WASHINGTON — The United States said Thursday it was prepared to retaliate against Japan with "very strong" measures if Tokyo pressed ahead with a hotly contested whale hunt in the north Pacific.
Over objections from the United States, Britain and leading environmental groups, Japan told Washington last week it would hunt large sperm and Bryde's whales, two species protected under U.S. law. The Japanese already hunt the minke whale.
"We have sent the Japanese a message. We will take very strong action if we find that they are in fact taking sperm and Bryde's whales," Commerce Secretary Norman Mineta told Reuters after a speech Thursday evening.
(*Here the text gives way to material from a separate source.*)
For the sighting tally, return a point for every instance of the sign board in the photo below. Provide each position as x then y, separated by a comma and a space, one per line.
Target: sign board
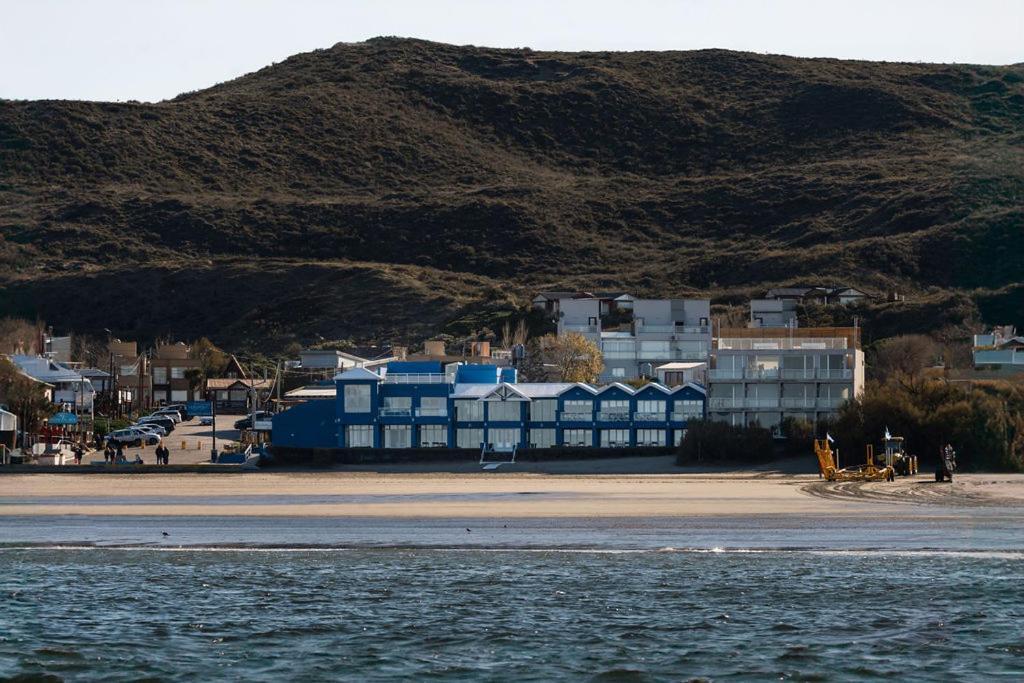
199, 408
U.S. officials have said Washington could impose trade sanctions against Japanese fishery products and other goods if any of the protected whales are slaughtered. Mineta said the Japanese whaling fleet was being closely monitored.
Mineta said the U.S. ambassador to Japan, Thomas Foley, delivered his stern warning to Tokyo Monday.
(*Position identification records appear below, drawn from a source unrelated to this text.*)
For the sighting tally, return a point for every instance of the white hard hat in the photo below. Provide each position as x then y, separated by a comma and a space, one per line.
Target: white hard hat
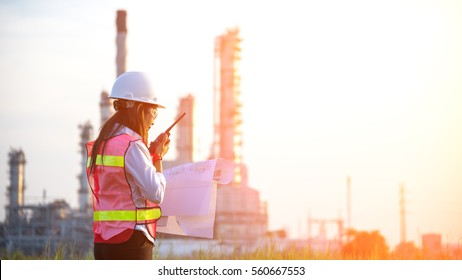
135, 86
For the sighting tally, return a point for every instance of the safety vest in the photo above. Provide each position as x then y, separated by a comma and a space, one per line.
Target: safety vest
114, 209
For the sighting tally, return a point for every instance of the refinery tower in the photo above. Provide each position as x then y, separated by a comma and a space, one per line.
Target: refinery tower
241, 218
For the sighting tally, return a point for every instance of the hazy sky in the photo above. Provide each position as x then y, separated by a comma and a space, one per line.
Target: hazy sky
330, 89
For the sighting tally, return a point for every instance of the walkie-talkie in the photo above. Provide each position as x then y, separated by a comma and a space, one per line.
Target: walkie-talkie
154, 143
170, 127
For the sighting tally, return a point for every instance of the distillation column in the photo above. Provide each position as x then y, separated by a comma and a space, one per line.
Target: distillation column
227, 142
185, 138
17, 163
85, 198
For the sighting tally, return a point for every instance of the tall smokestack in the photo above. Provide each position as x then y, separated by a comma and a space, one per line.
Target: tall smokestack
120, 41
17, 163
402, 213
227, 140
185, 140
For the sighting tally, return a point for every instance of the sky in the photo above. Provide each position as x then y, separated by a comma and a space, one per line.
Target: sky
370, 90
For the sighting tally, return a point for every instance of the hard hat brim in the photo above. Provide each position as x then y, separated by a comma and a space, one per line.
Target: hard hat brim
141, 101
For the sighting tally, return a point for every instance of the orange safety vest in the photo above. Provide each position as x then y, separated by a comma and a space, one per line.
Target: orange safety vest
114, 209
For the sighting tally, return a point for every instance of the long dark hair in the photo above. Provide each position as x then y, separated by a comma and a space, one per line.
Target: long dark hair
132, 117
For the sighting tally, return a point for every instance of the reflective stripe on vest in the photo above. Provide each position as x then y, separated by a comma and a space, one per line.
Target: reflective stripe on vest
115, 161
140, 215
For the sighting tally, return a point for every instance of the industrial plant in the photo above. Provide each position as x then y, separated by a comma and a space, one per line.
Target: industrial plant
241, 218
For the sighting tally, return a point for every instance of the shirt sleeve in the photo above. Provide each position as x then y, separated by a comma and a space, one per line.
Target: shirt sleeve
142, 176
Japan gave up commercial whaling in compliance with an international moratorium in 1986 but has engaged in research whaling since 1987.
The practice has drawn fire from the World Wildlife Fund and anti-whaling nations, who see Japanese research as an end-run around the moratorium because the flesh ends up in the market for human consumption. Japan is the largest consumer of whale meat in the world.
Japan's decision to expand the hunt to include Bryde's and sperm whales outraged the United States and other members of the International Whaling Commission, which passed a resolution urging Japan not to proceed.
According to U.S. officials, no nation has hunted these whale species since 1987, one year after the international moratorium took effect. Both are protected under the U.S. Marine Mammal Protection Act, and the sperm whale is listed as an endangered species.
Despite appeals last week by President Clinton and British Prime Minister Tony Blair, the Japanese fleet set out Saturday for the northwestern Pacific with the goal of hunting 160 minke as well as 50 Bryde's and 10 sperm whales.
Japan's Fisheries Agency said the hunt was being conducted to gather information on the habitat, diet and migration patterns of the whales.
The agency said whales will be killed and their meat sold to local markets, arguing that Bryde's and sperm populations have recovered, so hunting can resume.
The United States opposes all commercial whaling, and has urged Japan to find other, nonlethal ways to conduct research.
Under U.S. law, Mineta will review Japanese actions and make recommendations to the president, who could impose trade sanctions or other retaliatory measures.